No one invited an ITV executive on to the panel. Why would they? Since the collapse in 2002 of its subscription service, ITV Digital, the company has had to piggy- back on other broadcasters' platforms, be they Freeview, Sky or cable firms. But no more. On Wednesday, it announced it was launching "Freesat", a free satellite service, with the BBC.
Cassandras have been warning that ITV's future is bleak. They say its share of the advertising cake, its main income, will shrivel as multi-channel television becomes more popular and new devices like Sky Plus allow viewers to skip adverts. But will Freesat silence ITV's doomsayers?
The details are still being worked out. So far, only ITV and BBC have committed channels to Freesat, which will have more capacity than Freeview. Sky already offers 120 channels on its own free satellite service (excluding premium content like football and movies) for a one-off installation fee of £150.
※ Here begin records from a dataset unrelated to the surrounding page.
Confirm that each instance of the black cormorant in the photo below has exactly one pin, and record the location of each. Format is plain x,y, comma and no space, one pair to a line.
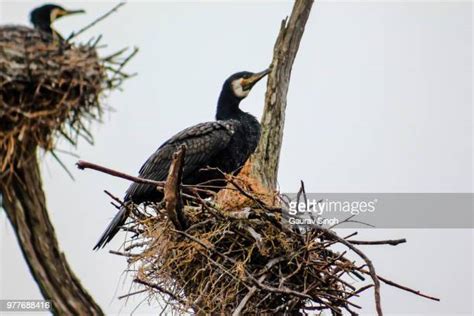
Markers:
225,144
42,17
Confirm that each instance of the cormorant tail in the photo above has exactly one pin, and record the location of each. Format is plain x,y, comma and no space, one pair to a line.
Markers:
113,227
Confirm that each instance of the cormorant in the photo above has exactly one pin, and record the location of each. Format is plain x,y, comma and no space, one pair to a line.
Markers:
42,17
225,143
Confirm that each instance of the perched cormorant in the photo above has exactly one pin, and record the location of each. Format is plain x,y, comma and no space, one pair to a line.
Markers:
225,144
42,17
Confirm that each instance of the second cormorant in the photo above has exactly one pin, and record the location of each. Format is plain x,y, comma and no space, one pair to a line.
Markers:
43,17
225,144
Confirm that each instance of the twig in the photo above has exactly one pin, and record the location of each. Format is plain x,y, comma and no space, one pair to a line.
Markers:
88,165
405,288
371,272
391,242
172,190
102,17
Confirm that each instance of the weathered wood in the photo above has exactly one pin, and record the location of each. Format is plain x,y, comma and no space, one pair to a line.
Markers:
172,190
25,205
266,158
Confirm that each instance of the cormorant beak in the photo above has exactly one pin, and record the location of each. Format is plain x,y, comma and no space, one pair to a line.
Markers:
248,83
58,13
71,12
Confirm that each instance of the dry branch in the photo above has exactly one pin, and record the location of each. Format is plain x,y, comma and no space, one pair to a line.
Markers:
250,263
172,190
266,158
48,90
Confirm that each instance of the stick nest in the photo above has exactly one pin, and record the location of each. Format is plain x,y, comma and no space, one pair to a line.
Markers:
48,88
240,260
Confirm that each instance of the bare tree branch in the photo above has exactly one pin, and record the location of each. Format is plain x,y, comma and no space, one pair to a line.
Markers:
266,158
25,205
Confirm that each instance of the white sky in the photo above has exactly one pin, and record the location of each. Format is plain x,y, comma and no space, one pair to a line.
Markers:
380,101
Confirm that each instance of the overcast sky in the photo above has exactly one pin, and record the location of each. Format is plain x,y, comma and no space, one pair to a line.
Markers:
380,101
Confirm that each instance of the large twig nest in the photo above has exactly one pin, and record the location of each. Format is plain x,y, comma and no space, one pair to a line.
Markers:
242,259
47,88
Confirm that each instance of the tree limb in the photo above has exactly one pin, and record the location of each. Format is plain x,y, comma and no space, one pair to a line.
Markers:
266,158
25,205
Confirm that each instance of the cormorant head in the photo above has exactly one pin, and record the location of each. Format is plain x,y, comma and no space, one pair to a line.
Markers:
242,82
234,90
44,16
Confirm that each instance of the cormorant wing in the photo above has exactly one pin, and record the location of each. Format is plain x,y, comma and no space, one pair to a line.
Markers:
202,141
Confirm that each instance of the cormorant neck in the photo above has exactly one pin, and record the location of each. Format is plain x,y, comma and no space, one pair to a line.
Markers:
45,28
228,106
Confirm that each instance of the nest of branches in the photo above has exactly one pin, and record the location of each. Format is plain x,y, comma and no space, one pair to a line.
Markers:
238,256
49,88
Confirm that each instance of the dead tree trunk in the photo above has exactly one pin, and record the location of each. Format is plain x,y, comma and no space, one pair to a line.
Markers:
25,204
266,158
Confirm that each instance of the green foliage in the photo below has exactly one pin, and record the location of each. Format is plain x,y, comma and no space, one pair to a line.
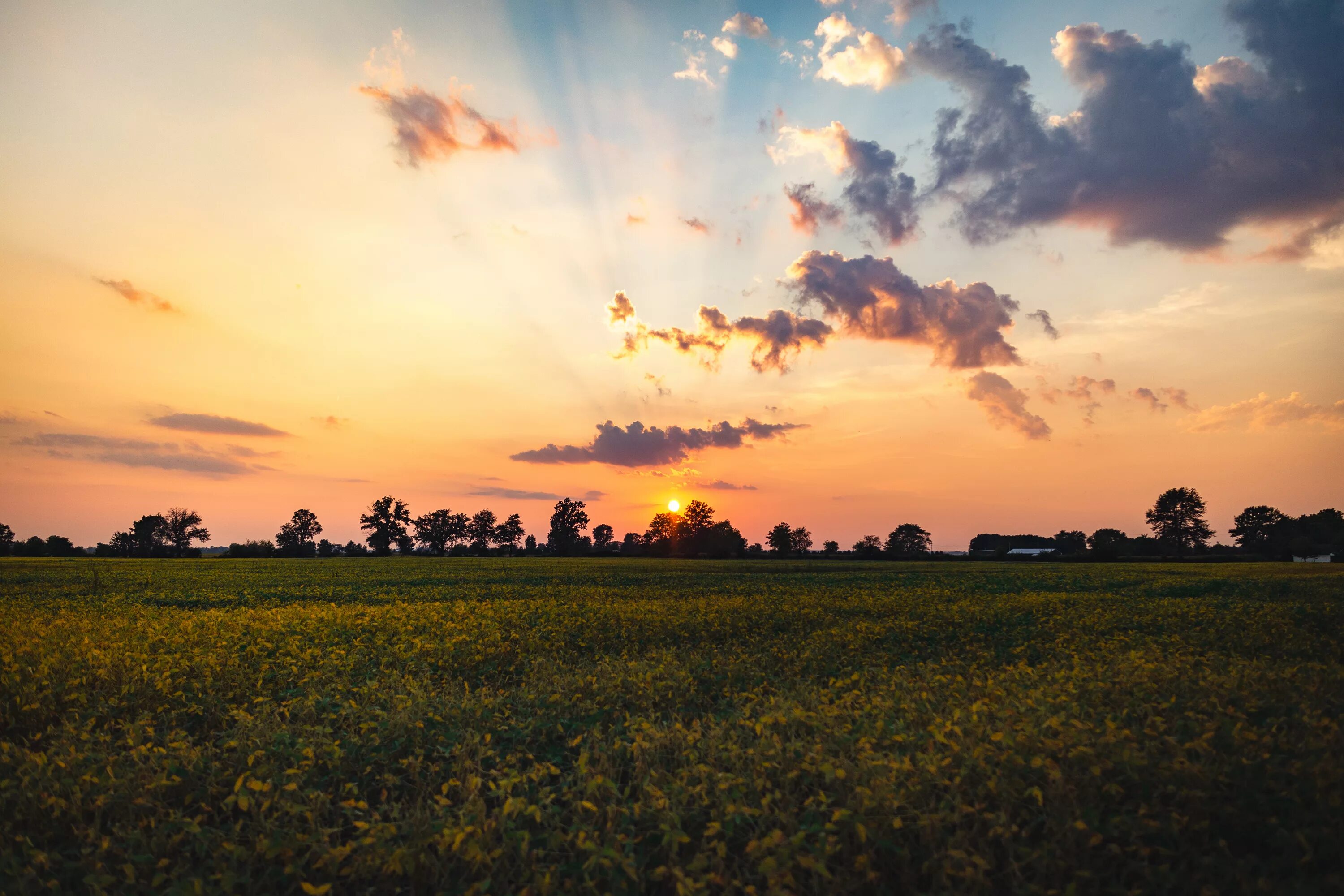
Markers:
623,726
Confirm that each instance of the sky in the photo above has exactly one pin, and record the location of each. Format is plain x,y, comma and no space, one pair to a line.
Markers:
986,268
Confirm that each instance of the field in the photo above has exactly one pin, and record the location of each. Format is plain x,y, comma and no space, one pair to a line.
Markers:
619,726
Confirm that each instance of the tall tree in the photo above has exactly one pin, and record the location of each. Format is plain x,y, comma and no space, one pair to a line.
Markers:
1178,517
386,524
480,530
909,540
568,523
437,531
603,536
299,536
508,532
1258,527
780,539
182,527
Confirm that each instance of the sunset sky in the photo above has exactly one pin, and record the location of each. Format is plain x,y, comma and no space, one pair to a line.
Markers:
257,257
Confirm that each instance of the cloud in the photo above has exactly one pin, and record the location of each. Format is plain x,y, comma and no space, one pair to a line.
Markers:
1159,148
214,424
1006,406
725,46
136,296
875,190
776,339
1265,413
1042,316
871,299
638,445
870,62
810,210
697,225
746,26
725,487
429,128
164,456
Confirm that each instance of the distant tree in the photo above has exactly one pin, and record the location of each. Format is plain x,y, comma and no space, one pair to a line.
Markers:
182,527
780,539
480,530
150,536
603,536
1257,528
568,523
386,524
440,530
908,540
297,538
1107,544
869,546
1178,517
1070,542
510,532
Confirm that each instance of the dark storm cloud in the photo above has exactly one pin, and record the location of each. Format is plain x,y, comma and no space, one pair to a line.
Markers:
1159,150
871,299
639,445
1006,406
214,424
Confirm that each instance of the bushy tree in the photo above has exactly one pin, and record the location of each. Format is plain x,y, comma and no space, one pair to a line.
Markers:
909,540
568,524
869,546
1260,528
1178,519
386,524
182,527
1107,544
297,538
780,539
508,532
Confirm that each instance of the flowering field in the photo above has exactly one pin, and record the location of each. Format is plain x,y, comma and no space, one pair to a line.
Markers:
556,726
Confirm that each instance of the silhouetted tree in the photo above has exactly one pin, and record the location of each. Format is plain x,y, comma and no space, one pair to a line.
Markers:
1258,528
780,539
508,532
297,538
1070,542
182,527
1107,544
1178,517
440,530
603,536
568,523
386,524
869,546
480,530
908,540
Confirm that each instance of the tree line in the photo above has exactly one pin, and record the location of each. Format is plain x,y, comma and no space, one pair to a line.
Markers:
1176,520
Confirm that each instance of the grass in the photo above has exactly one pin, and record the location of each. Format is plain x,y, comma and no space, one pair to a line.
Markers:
632,726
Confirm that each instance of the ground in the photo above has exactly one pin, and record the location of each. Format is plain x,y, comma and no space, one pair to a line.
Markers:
623,726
ITV and the BBC say that Freesat, which will be launched some time next year, is aimed at the one quarter of the population who cannot receive a signal for the digital Freeview service.
The BBC is particularly keen to stress that Freesat is not a competitor to Sky. But for ITV, this is clearly a strong motivation for getting involved. People watch less ITV in Sky homes than in Freeview or analogue ones, and the company hopes that by offering a limited satellite service, it will keep as many people from the clutches of Sky as possible and protect its ratings. Laurie Patten, from media strategy consultancy Spectrum, says: "The launch of a BBC/ITV-backed Freesat is ratcheting up the battle between free and pay television."
Since the ITV Digital debacle, the company has sat on the sidelines as the digital revolution has swept the television industry. Under ITV's pre-merger incarnation, Carlton and Granada turned down the opportunity to join the Freeview consortium (made up of the BBC, BSkyB and the telecoms company Crown Castle) because it saw multi-channel television as a threat.
Ms Airey, the head of Sky Networks, finally admitted in Edinburgh last month that the only reason BSkyB joined the consortium was "so we could find out what you lot were up to". ITV had the chance to do the same but decided not to.
Part of the reason for ITV's change of approach is the success of its digital channels, ITV2 and ITV3 (it is launching ITV4 in November). Reporting results last week, the company said advertising for ITV1 had fallen by 3.5 per cent in the first half of the year. But this was more than made up for by growth in revenues from outside the flagship channel; these were up by over a third.
But the launch also demonstrates at long last that ITV does have some spunk. Last spring, at an open day for the media and City analysts, executives were strangely unresponsive to new threats to ITV, such as Sky Plus. Research was inconclusive, they said, on whether viewers would use these recorders to skip adverts.
Now, on top of the Freesat announcement, ITV has said it is launching a new mobile phone service. This will allow viewers to watch Coronation Street and other popular programmes on the move. No one knows how big the market is, but at least it shows that ITV's chief executive, Charles Allen, is prepared to try something new - rather than adopt a wait-and-see attitude, as its executives did with Freeview.
All in all, it was a good week for ITV: better-than-expected results and some long-awaited, and well-received, strategy announcements. But the broadcaster is still swimming against the tide. The gains from digital channels in the first half of this year had a one-off comparative boost from ITV3, which was launched in November and so was not included in the first half numbers last year. And while the performance of these channels has been good, their audience share has been hit by the likes of Channel 4's E4 going free-to-air on Freeview. Morgan Stanley analysts have downgraded their advertising forecasts for this year and next.
So where does ITV's future lie? Its acquisition in April of SDN, a multiplex supporting 10 channels on Freeview, is a big clue. These channels include pay television services, such as UKTV Gold's Top-UP TV, whose contracts come up for renewal at the end of the decade.
By then, most homes will be multi-channel and ITV's share of advertising will have shrunk still further. But it could decide to introduce its own subscription channels via SDN on Freeview and possibly Freesat, which would provide another more covert motivation for launching the service.
The Edinburgh debate about free versus pay television slightly misses the point. The future of television can be free and paid for. Sky, with its own freesat service, is already doing it.
It may be the only way to go for ITV and is a big reason behind its decision to back Freesat.